After roaring back into the popular consciousness with The Rising, Bruce Springsteen proceeded to embark on arguably the most prolific musical decade of his career, both with and without the E Street Band. But it also saw the dawn of a more somber Springsteen, a far cry from the broadly smiling, charming-as-hell rascal who racked up some of the biggest songs and albums of the late ’70s and ’80s. This older and more reflective Boss—hinted at in ’90s tracks like “Streets Of Philadelphia”—was somewhat unfairly burdened by the weight of expectations. The Rising suffered from its struggle to be the musical response to 9/11, meaning that some very good songs were saddled by the ponderous weight of his position as America’s red, white, and blue chronicler of the working man. His follow-up record, Devils & Dust, doubled down on this solemnity, a collection of mostly quieter and more searching songs, meditative and haunted. And while his collection of folk tunes and traditionals popularized by Pete Seeger (We Shall Overcome: The Seeger Sessions) felt like a well-deserved clearing out the cobwebs, the set of covers wasn’t Springsteen, not really. Not the Bruce we all knew, or liked to pretend we knew.
So when Magic was released in 2007, it wasn’t just a great album—it was the sound of a great rock ’n’ roll musician remembering how to lighten up. The themes and lyrical content was just as heavy as always, if not more so, with songs about death, loss, and the wars America was still waging on multiple fronts (“Who’ll be the last to die for a mistake?” might be the most on-the-nose refrain Springsteen’s ever written/borrowed). But all that darkness and foreboding was fused with music that refused to be bound in the same mire in which the album’s narrators were stuck. “Livin’ In The Future” swings with the groove of a “Tenth Avenue Freeze-out,” and “Girls In Their Summer Clothes” is practically Beach Boys-esque with its major-chord melodies.

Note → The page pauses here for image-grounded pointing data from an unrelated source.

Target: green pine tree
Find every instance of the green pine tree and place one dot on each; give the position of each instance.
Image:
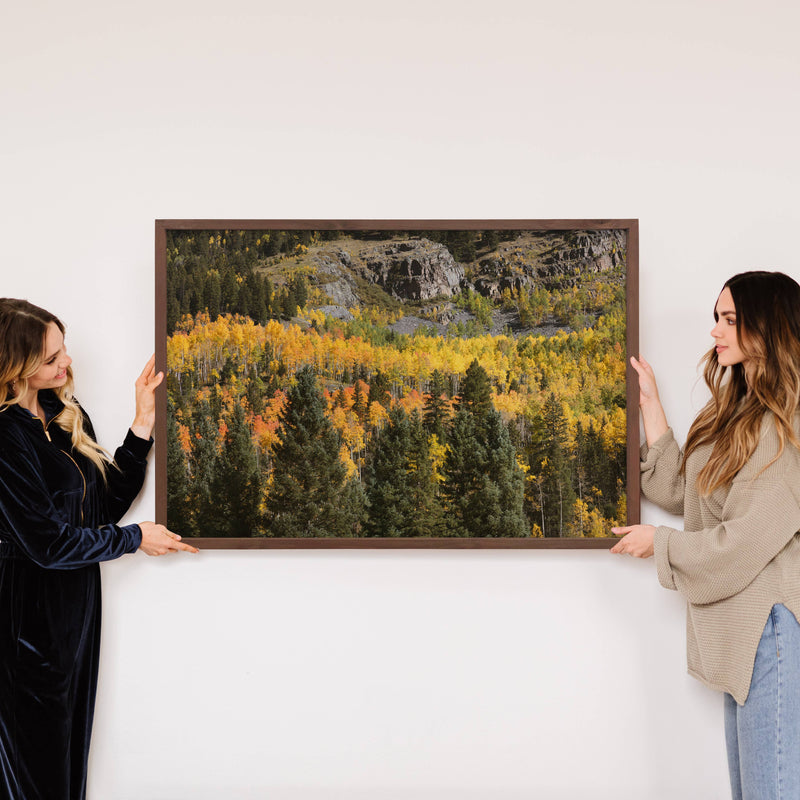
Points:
(310, 494)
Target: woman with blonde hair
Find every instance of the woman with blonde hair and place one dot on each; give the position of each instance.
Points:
(61, 497)
(737, 483)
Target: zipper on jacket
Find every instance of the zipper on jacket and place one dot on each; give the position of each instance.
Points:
(83, 477)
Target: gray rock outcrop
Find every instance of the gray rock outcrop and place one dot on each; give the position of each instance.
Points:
(416, 269)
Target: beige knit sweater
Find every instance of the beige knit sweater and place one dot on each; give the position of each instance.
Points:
(738, 556)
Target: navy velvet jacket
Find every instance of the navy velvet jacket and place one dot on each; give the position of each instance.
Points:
(55, 508)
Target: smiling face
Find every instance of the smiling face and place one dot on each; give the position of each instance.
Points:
(729, 351)
(53, 372)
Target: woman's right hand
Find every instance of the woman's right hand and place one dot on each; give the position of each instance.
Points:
(653, 416)
(158, 540)
(648, 390)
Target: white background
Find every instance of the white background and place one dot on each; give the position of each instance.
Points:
(394, 675)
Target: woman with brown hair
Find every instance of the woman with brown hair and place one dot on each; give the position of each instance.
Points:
(737, 483)
(61, 496)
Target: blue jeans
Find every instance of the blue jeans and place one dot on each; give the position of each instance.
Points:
(763, 735)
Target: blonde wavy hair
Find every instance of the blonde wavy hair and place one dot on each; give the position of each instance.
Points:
(23, 331)
(768, 331)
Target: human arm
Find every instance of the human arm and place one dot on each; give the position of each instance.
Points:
(124, 479)
(760, 518)
(637, 540)
(146, 384)
(158, 540)
(653, 417)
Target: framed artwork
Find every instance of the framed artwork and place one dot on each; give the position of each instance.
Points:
(397, 383)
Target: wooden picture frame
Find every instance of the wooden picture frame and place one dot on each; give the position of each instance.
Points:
(415, 284)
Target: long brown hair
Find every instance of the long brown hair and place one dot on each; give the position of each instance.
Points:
(23, 331)
(768, 331)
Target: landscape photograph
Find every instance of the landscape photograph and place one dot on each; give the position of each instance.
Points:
(443, 383)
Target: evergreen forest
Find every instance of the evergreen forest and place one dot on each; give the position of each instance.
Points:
(396, 383)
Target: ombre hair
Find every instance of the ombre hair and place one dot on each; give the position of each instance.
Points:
(768, 331)
(23, 332)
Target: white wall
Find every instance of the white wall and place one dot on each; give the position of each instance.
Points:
(394, 675)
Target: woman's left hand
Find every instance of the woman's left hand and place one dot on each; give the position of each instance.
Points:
(637, 540)
(146, 385)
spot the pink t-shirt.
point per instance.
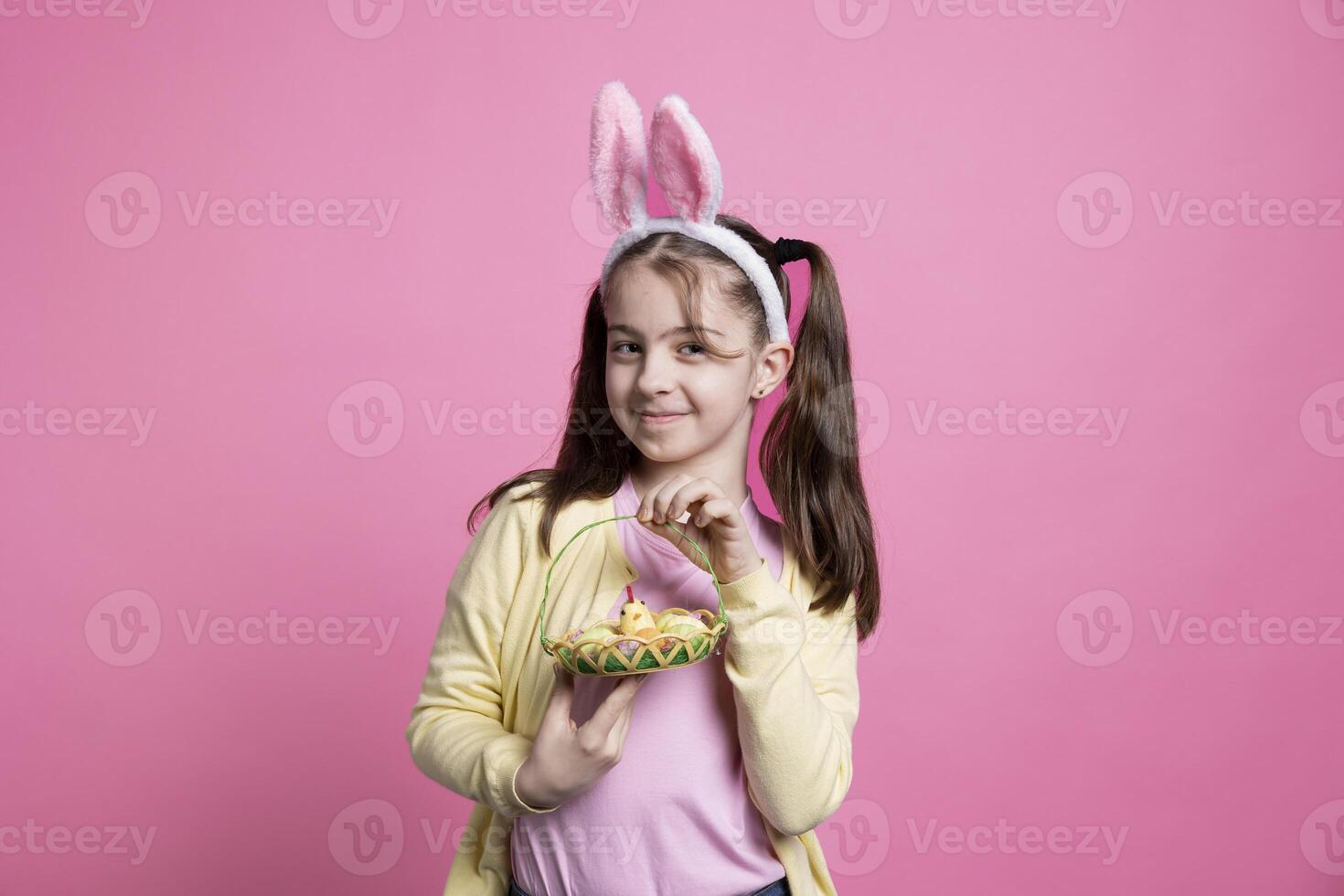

Bruce still dug deeply as always, but his concerns were leavened by music that felt celebratory and loose-limbed, and imbued with newfound energy.
And kicking off this return to form is “Radio Nowhere,” Magic’s first single and one of the most straightforward and four-on-the-floor rockers that Springsteen and the E Street Band have done since Born In The U.S.A. An up-and-down guitar riff leads into a churn of strings and keys, anchored by a thumping rhythm that is maybe the loosest vibe the increasingly stolid Max Weinberg has achieved in recent years. The lyrics are classic Boss: a guy driving alone through desolate stretches of America, searching for some connection through his radio dial, and only coming up with static. “This is radio nowhere / Is there anybody alive out there?” he asks, before the repeated cry of “I just want to hear some rhythm” comes barreling through the refrain. It sounds urgent, but more importantly, it sounds just a little bit raw. And for a perfectionist like Bruce Springsteen, sometimes the best thing that can happen is a little old-fashioned, rough-around-the-edges rock ’n’ roll.